今の学生たちは、年間9000ポンドほどの生活費補助を借りることができる(実家住まいの場合は少々減額されるし、物価の高いロンドンに住む学生はもう少し高額になる)。
この大きな金額に照らし合わせれば、月額150ポンドを上乗せしてもうちょっといい部屋を借りても大丈夫だろう、という気になるのが人間の本質というもの。そして、4万ポンド以上の借金を抱えて大学を巣立つとなったら、試験の打ち上げの東京旅行に800ポンドかかるとなっても、たいした金額には見えないものだ。
彼らの物の見方は、僕とは完全に違う。僕は年間2000ポンド以下で暮らしていたことを覚えているから、彼らは既に大変な額の借金をしていると考える。彼らはそれを「多少は増えた」くらいに考えている。
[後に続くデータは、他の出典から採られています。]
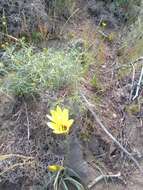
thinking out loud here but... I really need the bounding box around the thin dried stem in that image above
[24,102,30,141]
[0,154,33,161]
[129,63,136,100]
[132,66,143,100]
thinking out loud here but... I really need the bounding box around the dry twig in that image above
[129,63,136,100]
[88,172,121,189]
[132,66,143,100]
[24,102,30,141]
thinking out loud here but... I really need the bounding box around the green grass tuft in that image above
[0,44,84,97]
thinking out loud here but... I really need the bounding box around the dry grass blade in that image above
[60,8,80,35]
[24,102,30,141]
[0,155,13,161]
[132,66,143,100]
[0,154,33,161]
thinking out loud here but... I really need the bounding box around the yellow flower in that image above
[101,22,107,27]
[47,164,64,172]
[47,106,74,134]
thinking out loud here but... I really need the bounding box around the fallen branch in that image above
[80,92,143,174]
[88,172,121,189]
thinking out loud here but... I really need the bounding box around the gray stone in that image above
[65,135,96,185]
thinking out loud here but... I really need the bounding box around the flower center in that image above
[61,125,67,131]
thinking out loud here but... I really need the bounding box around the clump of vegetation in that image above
[0,43,84,97]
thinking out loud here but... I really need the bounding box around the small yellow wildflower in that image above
[47,164,64,172]
[101,22,107,27]
[47,106,74,134]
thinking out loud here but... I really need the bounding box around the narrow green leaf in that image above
[53,170,62,190]
[64,177,85,190]
[61,179,69,190]
[65,167,81,179]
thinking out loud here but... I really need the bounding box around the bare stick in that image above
[132,66,143,100]
[129,63,136,101]
[98,30,109,38]
[88,172,121,189]
[80,92,143,174]
[24,103,30,141]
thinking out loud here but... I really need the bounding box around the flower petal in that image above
[47,122,59,130]
[50,110,59,122]
[46,114,53,121]
[67,119,74,127]
[56,106,62,115]
[62,108,69,121]
[47,165,64,172]
[50,110,56,118]
[47,122,54,129]
[47,122,53,129]
[53,129,67,134]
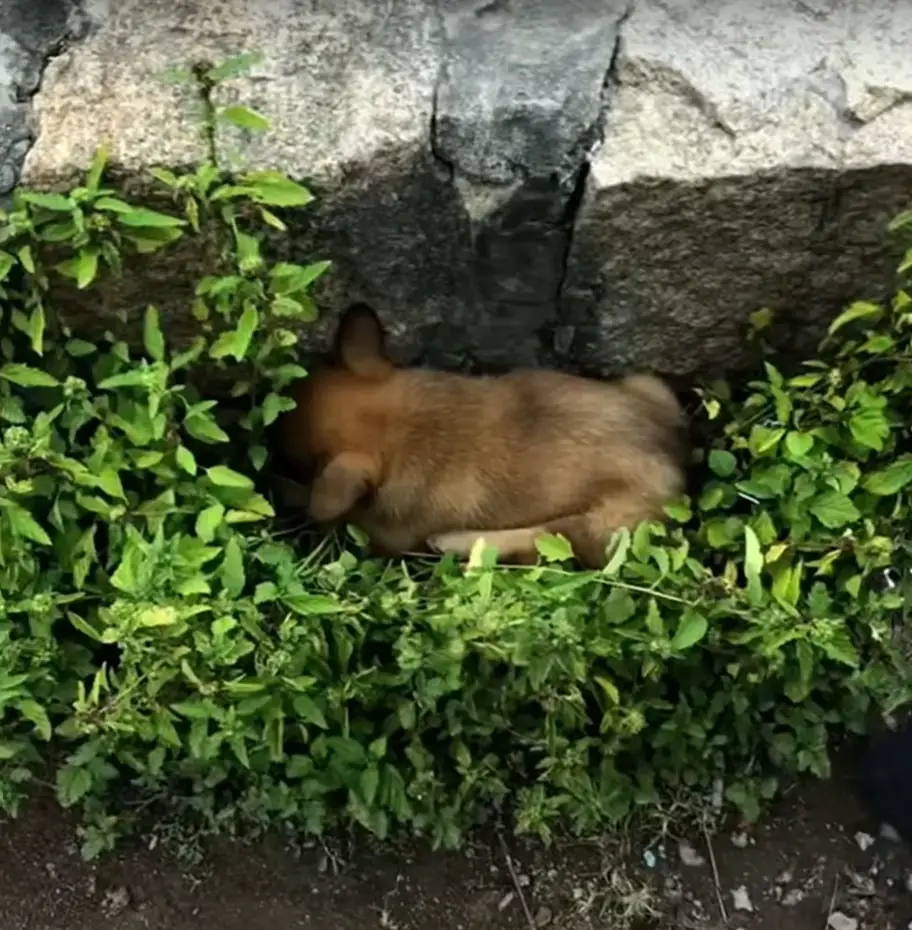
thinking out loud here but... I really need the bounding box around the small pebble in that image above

もちろん、僕がイギリスの若者の浪費を良く思っていないこともあるけれど、それ以上に彼らを借金漬け生活へと「プッシュする」システムを懸念してしまう。数万ポンドの無担保債務を抱えるのが常識になり、身の丈に合わない高価な買い物もできるようになってしまい、「自分へのご褒美」がいいレストランでの食事、ではなくてタイのリゾートホテルでの休日になってしまう......そんなシステムだ。「学生のように生活する」は今や、そんな意味になってしまった。